L'idée serait de créer une SAS, portée par la FRSEA et composée des OP (organisation de producteurs) volontaires. « Chaque producteur resterait adhérent de son OP, qui pourrait vendre une partie des volumes excédentaires à cette nouvelle structure », détaille Benoît Gavelle.
La SAS deviendrait donc un client supplémentaire, chargé de massifier l'offre et d'éviter la mise en concurrence des OP entre elles. « Il ne faut plus que chaque OP négocie seule dans son coin », martèle-t-il.
« Cette structure pourrait nous redonner du pouvoir dans la gestion des volumes et des prix. »
L'objectif est double : répondre aux besoins ponctuels d'industriels en recherche de lait et limiter les pénalités en cas de dépassement pour les producteurs. « Cette structure pourrait nous redonner du pouvoir dans la gestion des volumes et des prix », souligne le président de la section lait de la FNSEA 27. Reste bien sûr à définir la gouvernance, la méthode de fixation du prix au sein de la SAS, un éventuel plancher d'excédent de production par exploitation... Des groupes de travail pourraient voir le jour afin d'éclaircir ces points et une réponse est attendue de la part des OP d'ici la fin mars.•
Tuberculose : une urgence sanitaire et économique
La question sanitaire en élevage bovin ne concerne pas seulement la FCO, MHE ou encore la DNC. Il y a malheureusement, toujours et encore, la tuberculose bovine qui persiste notamment à la frontière entre l'Orne et la Calvados. " C'est invivable l'ambiance dans notre coin en ce moment ", témoigne un éleveur d'Athis-Val de Rouvre (61), où 1 300 bovins ont été abattus rien que cette année.

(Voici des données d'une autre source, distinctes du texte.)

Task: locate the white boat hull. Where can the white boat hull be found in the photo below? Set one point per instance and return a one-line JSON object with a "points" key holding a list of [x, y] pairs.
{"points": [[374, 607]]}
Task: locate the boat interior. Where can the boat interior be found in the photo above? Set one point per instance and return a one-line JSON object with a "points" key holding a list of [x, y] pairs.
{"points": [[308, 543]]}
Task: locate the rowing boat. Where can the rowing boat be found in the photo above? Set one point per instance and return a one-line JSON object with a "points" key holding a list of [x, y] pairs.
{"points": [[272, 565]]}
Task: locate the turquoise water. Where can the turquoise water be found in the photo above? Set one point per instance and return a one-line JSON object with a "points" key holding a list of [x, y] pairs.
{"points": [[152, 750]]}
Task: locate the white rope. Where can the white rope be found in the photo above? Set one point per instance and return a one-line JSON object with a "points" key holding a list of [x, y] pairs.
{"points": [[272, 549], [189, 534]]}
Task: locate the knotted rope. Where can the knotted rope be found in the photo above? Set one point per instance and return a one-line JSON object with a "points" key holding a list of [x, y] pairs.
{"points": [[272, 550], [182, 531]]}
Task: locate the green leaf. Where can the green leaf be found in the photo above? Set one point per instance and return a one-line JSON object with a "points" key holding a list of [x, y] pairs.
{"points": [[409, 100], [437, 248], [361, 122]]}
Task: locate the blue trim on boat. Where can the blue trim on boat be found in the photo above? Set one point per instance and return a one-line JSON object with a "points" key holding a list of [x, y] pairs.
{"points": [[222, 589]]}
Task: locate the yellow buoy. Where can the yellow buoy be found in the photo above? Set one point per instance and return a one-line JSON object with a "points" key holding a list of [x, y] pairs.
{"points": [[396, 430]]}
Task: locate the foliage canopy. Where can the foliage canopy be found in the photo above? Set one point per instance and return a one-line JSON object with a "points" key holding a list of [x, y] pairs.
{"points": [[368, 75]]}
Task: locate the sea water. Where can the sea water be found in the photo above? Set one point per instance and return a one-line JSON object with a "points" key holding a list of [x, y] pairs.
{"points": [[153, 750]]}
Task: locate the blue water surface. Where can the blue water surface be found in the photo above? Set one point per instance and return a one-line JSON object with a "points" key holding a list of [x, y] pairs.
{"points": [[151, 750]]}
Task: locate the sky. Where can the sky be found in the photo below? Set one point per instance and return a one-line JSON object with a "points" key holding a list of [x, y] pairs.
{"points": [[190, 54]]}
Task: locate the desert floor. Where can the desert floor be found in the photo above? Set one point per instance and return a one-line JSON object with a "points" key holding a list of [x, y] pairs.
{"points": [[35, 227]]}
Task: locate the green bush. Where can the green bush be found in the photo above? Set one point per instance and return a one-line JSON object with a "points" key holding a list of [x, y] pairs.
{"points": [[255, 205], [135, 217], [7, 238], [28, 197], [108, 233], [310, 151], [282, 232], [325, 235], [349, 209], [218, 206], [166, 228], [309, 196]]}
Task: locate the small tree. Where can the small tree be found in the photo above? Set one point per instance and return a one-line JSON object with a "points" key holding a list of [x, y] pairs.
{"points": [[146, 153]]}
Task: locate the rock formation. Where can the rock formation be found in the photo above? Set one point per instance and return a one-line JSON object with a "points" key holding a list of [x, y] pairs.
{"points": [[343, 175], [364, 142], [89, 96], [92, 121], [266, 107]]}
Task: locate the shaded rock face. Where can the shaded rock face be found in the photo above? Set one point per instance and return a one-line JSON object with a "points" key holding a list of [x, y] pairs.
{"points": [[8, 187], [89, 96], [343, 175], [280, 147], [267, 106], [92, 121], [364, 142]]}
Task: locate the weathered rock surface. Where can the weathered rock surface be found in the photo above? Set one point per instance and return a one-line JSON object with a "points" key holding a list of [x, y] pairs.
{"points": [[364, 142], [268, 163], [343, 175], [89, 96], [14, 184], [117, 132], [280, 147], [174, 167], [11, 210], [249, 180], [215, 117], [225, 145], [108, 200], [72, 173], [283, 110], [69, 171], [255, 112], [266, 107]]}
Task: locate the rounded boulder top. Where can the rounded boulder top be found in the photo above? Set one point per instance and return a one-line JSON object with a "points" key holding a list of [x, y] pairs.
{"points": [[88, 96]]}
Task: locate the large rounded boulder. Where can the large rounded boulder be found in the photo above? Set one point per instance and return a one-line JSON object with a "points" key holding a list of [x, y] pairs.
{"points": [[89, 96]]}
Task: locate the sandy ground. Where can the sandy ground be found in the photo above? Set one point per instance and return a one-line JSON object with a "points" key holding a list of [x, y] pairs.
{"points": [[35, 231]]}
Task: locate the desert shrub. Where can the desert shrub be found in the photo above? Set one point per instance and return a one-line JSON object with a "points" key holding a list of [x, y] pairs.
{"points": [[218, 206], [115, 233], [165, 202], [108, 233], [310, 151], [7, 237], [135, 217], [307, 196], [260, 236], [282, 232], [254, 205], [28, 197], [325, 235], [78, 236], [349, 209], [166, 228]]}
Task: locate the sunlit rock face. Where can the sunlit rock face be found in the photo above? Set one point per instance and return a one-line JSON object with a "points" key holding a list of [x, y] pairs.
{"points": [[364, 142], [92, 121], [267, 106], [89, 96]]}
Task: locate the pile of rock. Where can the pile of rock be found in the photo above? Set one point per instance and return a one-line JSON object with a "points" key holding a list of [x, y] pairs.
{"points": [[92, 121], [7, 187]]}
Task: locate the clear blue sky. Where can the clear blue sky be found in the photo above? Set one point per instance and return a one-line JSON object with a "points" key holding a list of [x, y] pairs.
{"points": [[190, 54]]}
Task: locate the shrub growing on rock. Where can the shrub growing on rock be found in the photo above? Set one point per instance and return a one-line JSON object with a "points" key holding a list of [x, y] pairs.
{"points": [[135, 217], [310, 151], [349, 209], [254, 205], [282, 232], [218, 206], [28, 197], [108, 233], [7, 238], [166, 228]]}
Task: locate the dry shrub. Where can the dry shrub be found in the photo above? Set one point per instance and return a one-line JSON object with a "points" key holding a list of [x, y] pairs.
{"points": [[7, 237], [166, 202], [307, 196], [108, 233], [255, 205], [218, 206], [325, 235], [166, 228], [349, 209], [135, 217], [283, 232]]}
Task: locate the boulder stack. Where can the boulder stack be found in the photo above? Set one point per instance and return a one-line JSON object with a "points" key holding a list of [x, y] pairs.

Si le lait reste consommable après thermisation, certaines laiteries refusent de le collecter, bien souvent par peur d'altérer leur image aux yeux du grand public. " Avec l'abattage partiel, ce n'est pas si simple… Économiquement, cela ressemble parfois à un abattage total déguisé comme bien souvent le lait n'est pas payé. Et c'est sans compter sur la charge mentale et le travail supplémentaire à fournir pour tester le cheptel régulièrement ", estime Jean-Baptiste Radigue, président de la section lait de la FDSEA 61. Les responsables alertent aussi sur la fiscalité des indemnisations qui pose toujours problème. La question de la vaccination d'un secteur sensible comme à Athis-Val-de-Rouvre – cœur de la zone tuberculose de la région – a été évoquée par les responsables des sections lait départementales en raison des quatre cas recensés fin 2025. Mais, au-delà des exploitations touchées, l'enjeu est national puisque la perte du statut " indemne " menacerait les exportations de lait et d'animaux vifs dans d'autres pays.